Estimate the pH and the fraction (in terms of percentage) of CH3COOH molecules deprotonated in 0.2M CH3COOH. (Ka= 1.8 × 10^-5)
To estimate the pH and fraction of CH3COOH molecules deprotonated, we first need to calculate the concentration of acetic acid (CH3COOH) that has deprotonated in a 0.2M solution.
Let x be the concentration of CH3COOH molecules that have deprotonated. Since acetic acid is a weak acid, we can assume that x is very small compared to 0.2M.

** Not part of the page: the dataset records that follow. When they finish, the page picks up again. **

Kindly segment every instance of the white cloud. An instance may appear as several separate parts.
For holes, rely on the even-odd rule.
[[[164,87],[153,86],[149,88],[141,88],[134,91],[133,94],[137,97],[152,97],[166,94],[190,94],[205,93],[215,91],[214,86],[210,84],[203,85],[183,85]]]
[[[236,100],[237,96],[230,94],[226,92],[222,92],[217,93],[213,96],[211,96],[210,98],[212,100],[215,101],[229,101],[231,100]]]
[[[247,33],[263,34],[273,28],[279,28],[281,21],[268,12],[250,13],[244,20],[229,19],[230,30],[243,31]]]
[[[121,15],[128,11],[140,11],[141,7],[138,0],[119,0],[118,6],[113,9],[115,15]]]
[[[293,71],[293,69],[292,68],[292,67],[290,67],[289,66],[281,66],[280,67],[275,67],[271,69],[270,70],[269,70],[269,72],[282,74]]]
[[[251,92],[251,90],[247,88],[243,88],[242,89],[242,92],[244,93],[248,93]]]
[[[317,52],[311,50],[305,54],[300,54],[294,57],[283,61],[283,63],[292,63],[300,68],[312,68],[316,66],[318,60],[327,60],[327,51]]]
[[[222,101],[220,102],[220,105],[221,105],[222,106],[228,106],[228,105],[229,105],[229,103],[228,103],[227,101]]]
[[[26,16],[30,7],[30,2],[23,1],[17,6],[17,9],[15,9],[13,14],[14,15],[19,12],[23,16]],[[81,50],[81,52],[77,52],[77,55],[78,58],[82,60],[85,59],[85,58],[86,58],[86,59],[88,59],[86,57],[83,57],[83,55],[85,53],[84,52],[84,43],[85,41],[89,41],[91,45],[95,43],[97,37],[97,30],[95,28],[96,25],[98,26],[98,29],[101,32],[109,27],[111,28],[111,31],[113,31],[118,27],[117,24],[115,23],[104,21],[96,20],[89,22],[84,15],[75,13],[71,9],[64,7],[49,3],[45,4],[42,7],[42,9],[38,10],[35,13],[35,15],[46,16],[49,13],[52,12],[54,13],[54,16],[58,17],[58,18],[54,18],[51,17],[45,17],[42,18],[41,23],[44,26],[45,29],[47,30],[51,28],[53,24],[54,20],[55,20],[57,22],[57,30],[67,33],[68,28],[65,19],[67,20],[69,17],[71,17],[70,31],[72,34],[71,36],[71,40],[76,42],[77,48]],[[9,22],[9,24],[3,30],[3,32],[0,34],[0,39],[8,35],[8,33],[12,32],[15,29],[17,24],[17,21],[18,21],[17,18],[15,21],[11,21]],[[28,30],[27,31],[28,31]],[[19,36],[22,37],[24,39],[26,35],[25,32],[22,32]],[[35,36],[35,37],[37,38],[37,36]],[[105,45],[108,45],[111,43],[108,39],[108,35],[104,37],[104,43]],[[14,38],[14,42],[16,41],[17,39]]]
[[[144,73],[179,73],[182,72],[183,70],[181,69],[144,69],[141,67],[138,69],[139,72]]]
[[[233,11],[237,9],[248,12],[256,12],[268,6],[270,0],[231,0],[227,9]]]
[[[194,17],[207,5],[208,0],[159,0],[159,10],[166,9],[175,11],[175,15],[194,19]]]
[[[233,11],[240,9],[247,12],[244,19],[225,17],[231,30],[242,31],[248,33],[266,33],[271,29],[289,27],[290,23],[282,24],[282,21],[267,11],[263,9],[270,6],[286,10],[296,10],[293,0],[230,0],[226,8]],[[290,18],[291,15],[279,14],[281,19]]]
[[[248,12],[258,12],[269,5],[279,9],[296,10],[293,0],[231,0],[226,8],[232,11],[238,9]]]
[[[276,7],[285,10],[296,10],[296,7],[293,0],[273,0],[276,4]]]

The equilibrium reaction for the dissociation of acetic acid is:
CH3COOH + H2O ⇌ CH3COO- + H3O+
The expression for the equilibrium constant (Ka) is:
Ka = [CH3COO-][H3O+] / [CH3COOH]
Substitute the given values:
1.8 × 10^-5 = x * x / (0.2 - x)
Since x is very small compared to 0.2M, we can assume that 0.2 - x ≈ 0.2. Therefore, the equation simplifies to:
1.8 × 10^-5 = x^2 / 0.2
Rearranging the equation:
x^2 = 1.8 × 10^-5 * 0.2
x^2 = 3.6 × 10^-6
x = √(3.6 × 10^-6)
x ≈ 1.9 × 10^-3
Now we can calculate the fraction of CH3COOH molecules deprotonated:
Fraction deprotonated = x / 0.2
Fraction deprotonated = 1.9 × 10^-3 / 0.2
Fraction deprotonated ≈ 0.0095
Finally, to calculate the pH, we need to find the concentration of H3O+ ions produced from the dissociation of acetic acid. Since acetic acid is a weak acid, we can assume that the concentration of H3O+ ions is equal to the concentration of x:
[H3O+] = 1.9 × 10^-3 M
Now, calculate the pH:
pH = -log[H3O+]
pH = -log(1.9 × 10^-3)
pH ≈ 2.72
Therefore, the estimated pH of the 0.2M CH3COOH solution is approximately 2.72, and the fraction of CH3COOH molecules deprotonated is about 0.95%.